A local professor says those are common reactions, "All of us can only handle so much anxiety and stress and at a certain point we just say this is enough I just can't worry about it anymore," Ron Kraybill says.
This warning was based on an audio tape believed to be from bin Laden, also last night's execution, in Virginia, of a Pakistani man and finally an FBI bulletin warning of a strike with mass casualties.
"I'd say this area makes me less worried, because I don't see Harrisonburg, Virginia as a threat," Liberty says.
"There's a lot of America out there, I'm not concerned," Cayce Powell says.
"Still terrorists want to look at where they can hit where you think you would never be hit before so therefore that puts the hair up on the back of my neck as to where we're weakest," Sheriff Don Farley says.
Which could be Interstate 81.
"It's a direct threat from North to South on the eastern side of our country," Sheriff Farley says.
But, Kraybill says there's more to fighting terrorism than security.
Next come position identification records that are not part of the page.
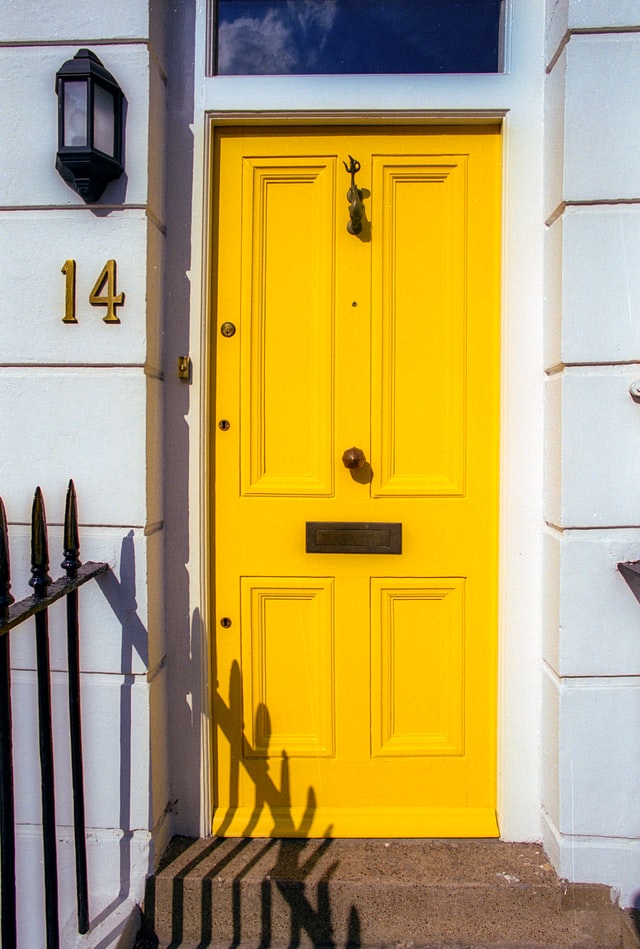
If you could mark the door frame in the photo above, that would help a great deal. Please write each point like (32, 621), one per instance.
(518, 701)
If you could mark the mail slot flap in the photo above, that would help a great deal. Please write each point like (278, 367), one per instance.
(353, 537)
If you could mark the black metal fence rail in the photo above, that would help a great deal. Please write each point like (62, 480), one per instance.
(12, 614)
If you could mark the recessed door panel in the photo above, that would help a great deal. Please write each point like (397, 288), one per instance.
(288, 325)
(419, 312)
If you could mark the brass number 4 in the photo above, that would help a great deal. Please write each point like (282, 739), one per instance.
(110, 300)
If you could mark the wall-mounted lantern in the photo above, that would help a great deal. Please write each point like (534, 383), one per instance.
(90, 125)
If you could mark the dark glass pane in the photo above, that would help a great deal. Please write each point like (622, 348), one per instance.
(296, 37)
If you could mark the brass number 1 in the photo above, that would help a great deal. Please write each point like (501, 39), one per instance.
(69, 271)
(111, 300)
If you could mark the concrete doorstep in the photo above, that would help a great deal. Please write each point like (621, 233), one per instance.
(469, 894)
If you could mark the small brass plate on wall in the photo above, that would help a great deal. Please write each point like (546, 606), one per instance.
(353, 537)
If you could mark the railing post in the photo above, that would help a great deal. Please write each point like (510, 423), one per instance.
(40, 580)
(70, 564)
(8, 927)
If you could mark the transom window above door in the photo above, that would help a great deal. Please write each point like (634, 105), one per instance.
(333, 37)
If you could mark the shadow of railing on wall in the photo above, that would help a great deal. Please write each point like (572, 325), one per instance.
(12, 615)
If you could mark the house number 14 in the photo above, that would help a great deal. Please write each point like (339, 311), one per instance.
(97, 297)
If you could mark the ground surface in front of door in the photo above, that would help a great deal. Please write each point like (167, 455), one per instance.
(469, 894)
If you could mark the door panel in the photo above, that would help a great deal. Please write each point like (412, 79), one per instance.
(356, 692)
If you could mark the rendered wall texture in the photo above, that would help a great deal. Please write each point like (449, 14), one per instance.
(85, 401)
(591, 728)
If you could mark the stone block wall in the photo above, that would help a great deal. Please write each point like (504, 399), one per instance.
(591, 724)
(84, 401)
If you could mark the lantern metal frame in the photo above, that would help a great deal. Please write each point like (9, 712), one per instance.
(86, 168)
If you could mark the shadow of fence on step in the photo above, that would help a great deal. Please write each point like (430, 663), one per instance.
(284, 865)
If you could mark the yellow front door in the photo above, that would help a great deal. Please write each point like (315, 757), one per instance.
(355, 608)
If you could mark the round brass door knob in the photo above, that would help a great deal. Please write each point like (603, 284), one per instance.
(353, 458)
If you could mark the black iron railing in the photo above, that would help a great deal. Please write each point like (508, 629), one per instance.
(12, 614)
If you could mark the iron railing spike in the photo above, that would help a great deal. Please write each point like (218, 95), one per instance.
(40, 579)
(5, 567)
(71, 560)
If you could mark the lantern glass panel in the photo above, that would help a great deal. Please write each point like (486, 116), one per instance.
(103, 120)
(75, 113)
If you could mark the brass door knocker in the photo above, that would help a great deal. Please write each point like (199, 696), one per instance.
(354, 197)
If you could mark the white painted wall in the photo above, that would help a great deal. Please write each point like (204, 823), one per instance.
(85, 401)
(591, 719)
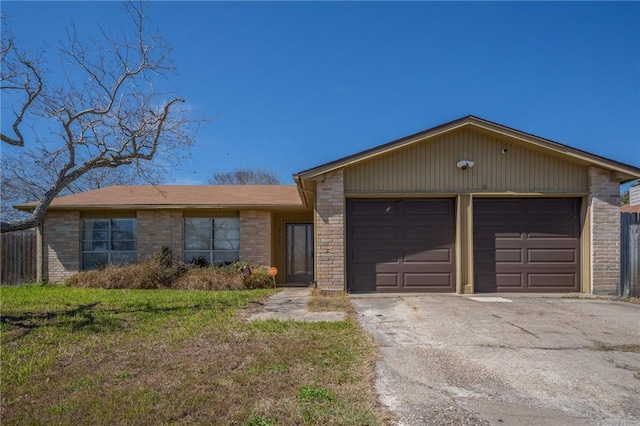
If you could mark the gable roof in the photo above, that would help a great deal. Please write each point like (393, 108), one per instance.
(626, 172)
(179, 196)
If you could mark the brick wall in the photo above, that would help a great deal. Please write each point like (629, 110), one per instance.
(157, 228)
(329, 223)
(255, 236)
(605, 231)
(60, 245)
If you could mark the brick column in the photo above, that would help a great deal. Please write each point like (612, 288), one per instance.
(255, 237)
(157, 228)
(329, 224)
(60, 245)
(605, 231)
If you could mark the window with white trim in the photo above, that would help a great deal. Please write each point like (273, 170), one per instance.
(108, 242)
(216, 240)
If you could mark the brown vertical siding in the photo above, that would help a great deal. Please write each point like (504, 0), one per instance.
(431, 167)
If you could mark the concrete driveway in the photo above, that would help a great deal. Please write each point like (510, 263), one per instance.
(511, 360)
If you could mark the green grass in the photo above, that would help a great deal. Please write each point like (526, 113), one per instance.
(171, 356)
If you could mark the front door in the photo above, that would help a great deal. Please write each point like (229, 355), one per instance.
(299, 257)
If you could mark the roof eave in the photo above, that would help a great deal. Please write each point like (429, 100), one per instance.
(76, 207)
(626, 172)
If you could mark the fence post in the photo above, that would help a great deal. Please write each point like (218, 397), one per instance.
(629, 255)
(18, 254)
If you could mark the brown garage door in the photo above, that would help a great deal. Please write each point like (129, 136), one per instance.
(526, 245)
(400, 245)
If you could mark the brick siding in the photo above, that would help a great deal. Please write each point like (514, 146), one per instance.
(60, 245)
(255, 236)
(605, 231)
(157, 229)
(329, 223)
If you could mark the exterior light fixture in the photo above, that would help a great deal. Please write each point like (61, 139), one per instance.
(465, 164)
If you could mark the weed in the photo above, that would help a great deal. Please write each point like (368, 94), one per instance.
(620, 348)
(315, 394)
(167, 357)
(124, 375)
(329, 302)
(278, 368)
(259, 421)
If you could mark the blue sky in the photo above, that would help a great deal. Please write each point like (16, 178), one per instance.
(292, 85)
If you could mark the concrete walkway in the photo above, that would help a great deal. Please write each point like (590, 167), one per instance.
(291, 304)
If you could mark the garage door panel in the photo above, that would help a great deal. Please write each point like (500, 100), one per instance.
(552, 256)
(387, 279)
(434, 207)
(367, 256)
(416, 253)
(374, 232)
(552, 207)
(551, 282)
(442, 255)
(548, 243)
(364, 281)
(373, 208)
(505, 207)
(428, 281)
(507, 282)
(421, 231)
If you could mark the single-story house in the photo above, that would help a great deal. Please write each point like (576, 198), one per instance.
(468, 206)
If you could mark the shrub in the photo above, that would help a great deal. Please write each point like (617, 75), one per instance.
(162, 271)
(211, 278)
(158, 272)
(224, 277)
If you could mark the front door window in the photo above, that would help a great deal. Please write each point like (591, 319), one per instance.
(299, 262)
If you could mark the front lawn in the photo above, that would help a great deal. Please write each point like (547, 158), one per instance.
(95, 356)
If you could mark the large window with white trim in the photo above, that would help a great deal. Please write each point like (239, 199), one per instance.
(215, 240)
(108, 242)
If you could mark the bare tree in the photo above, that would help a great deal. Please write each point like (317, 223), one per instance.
(102, 108)
(245, 177)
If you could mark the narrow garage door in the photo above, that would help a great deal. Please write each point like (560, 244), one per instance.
(400, 245)
(526, 245)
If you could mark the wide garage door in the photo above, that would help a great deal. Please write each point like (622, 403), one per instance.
(400, 245)
(526, 245)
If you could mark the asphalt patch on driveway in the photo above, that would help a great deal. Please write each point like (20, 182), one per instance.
(449, 360)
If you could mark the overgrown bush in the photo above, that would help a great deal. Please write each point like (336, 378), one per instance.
(225, 277)
(162, 271)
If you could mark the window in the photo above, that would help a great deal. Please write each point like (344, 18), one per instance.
(108, 242)
(216, 240)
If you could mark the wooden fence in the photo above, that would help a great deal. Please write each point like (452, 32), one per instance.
(18, 257)
(630, 254)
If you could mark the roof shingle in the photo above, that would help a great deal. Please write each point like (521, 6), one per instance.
(182, 195)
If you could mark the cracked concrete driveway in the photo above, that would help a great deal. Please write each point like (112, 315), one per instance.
(511, 360)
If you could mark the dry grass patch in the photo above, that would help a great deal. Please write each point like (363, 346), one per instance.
(329, 302)
(633, 347)
(158, 357)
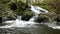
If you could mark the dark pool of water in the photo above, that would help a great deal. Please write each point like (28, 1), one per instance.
(40, 29)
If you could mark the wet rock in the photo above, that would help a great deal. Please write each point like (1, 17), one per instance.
(7, 18)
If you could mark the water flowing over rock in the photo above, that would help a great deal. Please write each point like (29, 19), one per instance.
(20, 23)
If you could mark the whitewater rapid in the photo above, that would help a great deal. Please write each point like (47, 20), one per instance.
(20, 23)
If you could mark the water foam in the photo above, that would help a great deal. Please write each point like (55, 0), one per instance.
(20, 23)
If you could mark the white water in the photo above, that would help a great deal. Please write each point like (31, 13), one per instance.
(20, 23)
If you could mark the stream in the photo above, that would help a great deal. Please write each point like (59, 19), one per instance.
(19, 26)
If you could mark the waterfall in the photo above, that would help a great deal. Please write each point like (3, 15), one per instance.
(20, 23)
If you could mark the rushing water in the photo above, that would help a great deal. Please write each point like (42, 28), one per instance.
(19, 26)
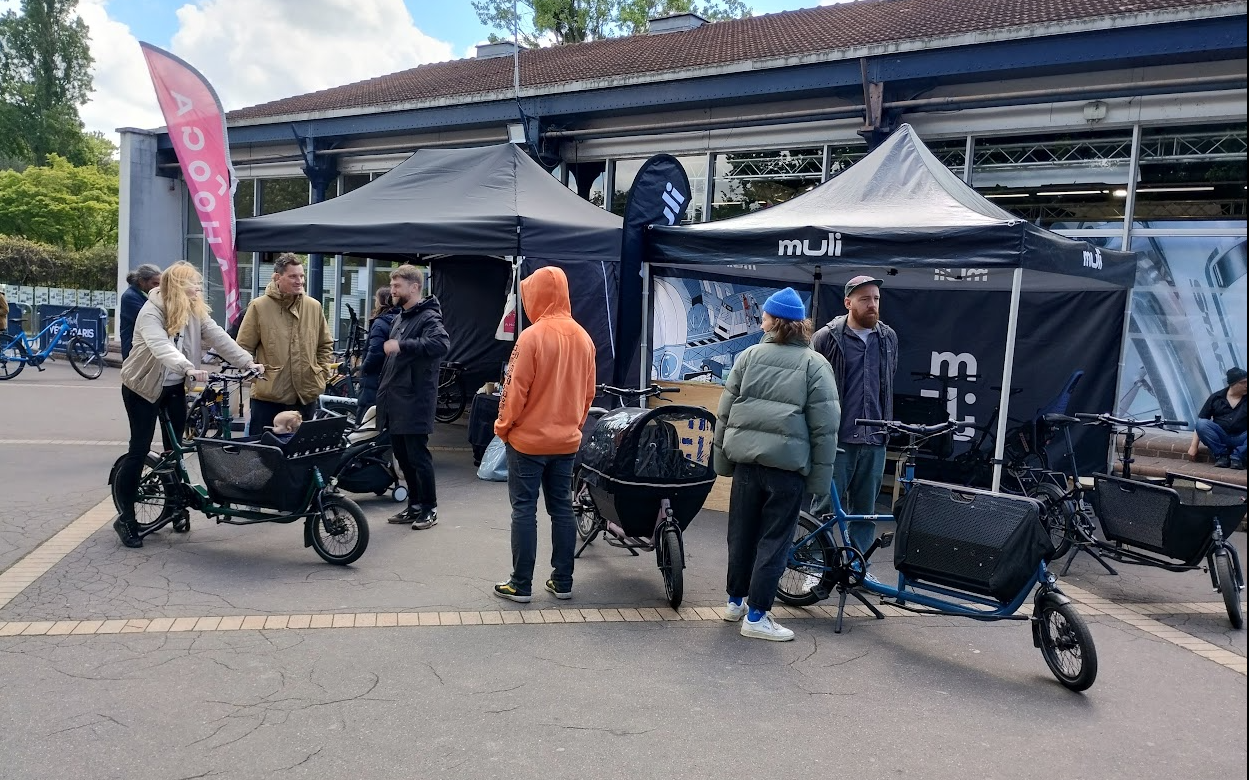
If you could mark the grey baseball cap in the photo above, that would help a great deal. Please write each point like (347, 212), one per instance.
(858, 281)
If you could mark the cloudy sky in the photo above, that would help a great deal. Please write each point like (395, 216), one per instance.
(259, 50)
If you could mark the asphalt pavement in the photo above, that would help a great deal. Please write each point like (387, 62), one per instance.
(216, 669)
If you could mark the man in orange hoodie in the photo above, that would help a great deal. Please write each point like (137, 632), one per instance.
(547, 393)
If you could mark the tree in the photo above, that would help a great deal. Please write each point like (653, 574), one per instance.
(45, 75)
(573, 21)
(61, 204)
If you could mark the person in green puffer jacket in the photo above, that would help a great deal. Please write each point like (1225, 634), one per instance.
(776, 435)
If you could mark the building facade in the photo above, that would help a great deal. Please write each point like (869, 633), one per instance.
(1118, 123)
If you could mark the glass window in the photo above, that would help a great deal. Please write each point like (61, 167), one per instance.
(282, 194)
(245, 199)
(354, 181)
(588, 180)
(1192, 174)
(752, 180)
(1076, 179)
(696, 169)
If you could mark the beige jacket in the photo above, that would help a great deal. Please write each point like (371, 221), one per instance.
(287, 334)
(155, 351)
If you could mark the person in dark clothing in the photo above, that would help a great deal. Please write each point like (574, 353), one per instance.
(407, 391)
(863, 353)
(1220, 424)
(141, 280)
(371, 368)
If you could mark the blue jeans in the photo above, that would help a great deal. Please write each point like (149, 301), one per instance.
(857, 473)
(526, 474)
(1220, 443)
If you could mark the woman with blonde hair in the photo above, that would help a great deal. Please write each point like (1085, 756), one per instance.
(171, 331)
(776, 435)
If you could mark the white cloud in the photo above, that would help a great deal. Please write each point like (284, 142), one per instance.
(254, 51)
(259, 51)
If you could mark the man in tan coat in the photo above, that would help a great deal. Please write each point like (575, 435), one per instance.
(286, 330)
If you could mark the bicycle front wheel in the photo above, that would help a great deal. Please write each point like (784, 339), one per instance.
(809, 563)
(11, 360)
(85, 359)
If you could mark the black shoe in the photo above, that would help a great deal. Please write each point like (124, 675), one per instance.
(429, 518)
(128, 533)
(406, 515)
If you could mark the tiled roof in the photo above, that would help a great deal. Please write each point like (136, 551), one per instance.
(846, 25)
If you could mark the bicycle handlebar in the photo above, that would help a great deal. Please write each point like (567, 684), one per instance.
(907, 428)
(1108, 419)
(633, 393)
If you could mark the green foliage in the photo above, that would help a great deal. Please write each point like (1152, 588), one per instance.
(61, 204)
(33, 264)
(45, 75)
(572, 21)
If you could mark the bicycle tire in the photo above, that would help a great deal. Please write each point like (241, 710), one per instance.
(672, 565)
(807, 566)
(451, 401)
(154, 503)
(1067, 645)
(11, 360)
(85, 359)
(339, 531)
(1227, 579)
(1056, 513)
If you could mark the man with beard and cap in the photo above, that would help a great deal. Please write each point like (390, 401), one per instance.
(863, 353)
(286, 331)
(547, 393)
(407, 391)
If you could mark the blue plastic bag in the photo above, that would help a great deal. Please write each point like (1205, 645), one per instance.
(493, 461)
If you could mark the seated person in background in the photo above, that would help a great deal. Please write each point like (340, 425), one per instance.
(1220, 424)
(285, 425)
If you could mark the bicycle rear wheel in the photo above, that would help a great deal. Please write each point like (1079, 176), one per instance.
(452, 399)
(809, 564)
(85, 359)
(11, 360)
(154, 504)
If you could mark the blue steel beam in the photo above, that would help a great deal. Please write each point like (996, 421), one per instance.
(1192, 41)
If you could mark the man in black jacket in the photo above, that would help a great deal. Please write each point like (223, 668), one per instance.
(141, 280)
(863, 353)
(407, 393)
(1220, 424)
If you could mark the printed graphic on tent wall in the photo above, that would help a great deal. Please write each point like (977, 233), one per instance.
(1188, 321)
(701, 326)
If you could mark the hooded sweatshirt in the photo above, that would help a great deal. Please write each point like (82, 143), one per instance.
(287, 334)
(550, 383)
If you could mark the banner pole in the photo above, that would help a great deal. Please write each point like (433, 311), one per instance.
(999, 440)
(643, 376)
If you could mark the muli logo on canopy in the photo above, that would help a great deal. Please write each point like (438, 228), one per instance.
(1093, 259)
(827, 248)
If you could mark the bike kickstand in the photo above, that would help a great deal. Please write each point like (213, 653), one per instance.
(869, 606)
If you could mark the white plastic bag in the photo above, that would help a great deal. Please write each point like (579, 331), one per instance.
(493, 461)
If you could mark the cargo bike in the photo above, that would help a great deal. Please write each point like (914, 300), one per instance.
(640, 478)
(255, 481)
(1183, 524)
(958, 551)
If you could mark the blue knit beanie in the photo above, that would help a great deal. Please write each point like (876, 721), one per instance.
(786, 304)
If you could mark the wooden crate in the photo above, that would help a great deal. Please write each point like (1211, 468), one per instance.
(701, 394)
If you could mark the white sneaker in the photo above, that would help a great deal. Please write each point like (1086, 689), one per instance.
(735, 611)
(766, 628)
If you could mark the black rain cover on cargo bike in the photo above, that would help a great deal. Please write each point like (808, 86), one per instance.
(668, 445)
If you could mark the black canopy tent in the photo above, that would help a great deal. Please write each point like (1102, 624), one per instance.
(899, 209)
(468, 213)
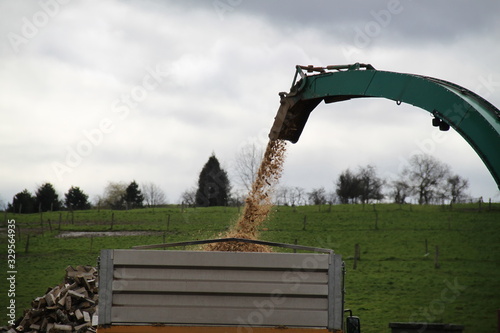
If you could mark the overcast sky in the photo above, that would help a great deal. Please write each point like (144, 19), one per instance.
(99, 91)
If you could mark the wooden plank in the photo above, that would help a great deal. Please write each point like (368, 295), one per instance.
(187, 301)
(217, 287)
(105, 287)
(221, 316)
(213, 274)
(206, 329)
(335, 294)
(221, 259)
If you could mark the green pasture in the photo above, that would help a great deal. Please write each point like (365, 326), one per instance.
(397, 277)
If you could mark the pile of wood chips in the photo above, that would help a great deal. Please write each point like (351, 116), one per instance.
(68, 307)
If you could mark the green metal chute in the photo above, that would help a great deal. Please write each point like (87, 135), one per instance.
(473, 117)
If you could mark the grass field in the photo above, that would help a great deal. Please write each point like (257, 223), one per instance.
(395, 279)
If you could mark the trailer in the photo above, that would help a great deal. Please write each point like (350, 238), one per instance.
(178, 291)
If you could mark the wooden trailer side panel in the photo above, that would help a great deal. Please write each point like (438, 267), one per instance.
(220, 288)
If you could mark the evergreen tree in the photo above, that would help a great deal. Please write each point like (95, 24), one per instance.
(47, 199)
(133, 196)
(213, 185)
(23, 202)
(76, 199)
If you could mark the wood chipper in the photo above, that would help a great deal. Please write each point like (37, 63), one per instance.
(172, 291)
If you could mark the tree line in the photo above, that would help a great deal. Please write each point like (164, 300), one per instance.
(117, 195)
(425, 179)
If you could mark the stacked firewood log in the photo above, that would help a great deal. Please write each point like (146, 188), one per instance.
(68, 307)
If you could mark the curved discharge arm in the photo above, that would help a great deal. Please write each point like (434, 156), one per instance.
(473, 117)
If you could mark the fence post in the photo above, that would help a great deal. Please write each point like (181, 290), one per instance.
(498, 315)
(27, 244)
(436, 259)
(356, 256)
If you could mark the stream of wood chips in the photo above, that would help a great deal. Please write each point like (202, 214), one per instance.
(258, 204)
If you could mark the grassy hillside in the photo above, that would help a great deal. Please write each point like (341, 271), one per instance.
(395, 279)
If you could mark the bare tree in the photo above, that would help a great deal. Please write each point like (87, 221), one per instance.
(153, 194)
(317, 196)
(400, 191)
(247, 164)
(456, 187)
(370, 185)
(188, 197)
(296, 195)
(114, 194)
(426, 176)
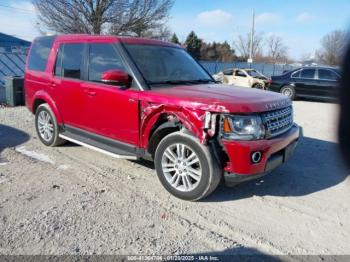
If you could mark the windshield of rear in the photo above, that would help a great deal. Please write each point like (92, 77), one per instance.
(166, 65)
(253, 73)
"We need to get beyond just throwing up more bars up on the doors-we need to start asking why are these people attacking us," Kraybill says.
He says be diligent, work together to notice danger, and recognize there are limits to security, finally, that risk is a reality.
"Everytime I get in my car I know there's danger, so I don't need to be reminded constantly it's dangerous, however if there's a collision straight ahead of me I do want to know that," Kraybill says.
The White House is leaving the national alert status at "yellow.” That's because the threat's not specific.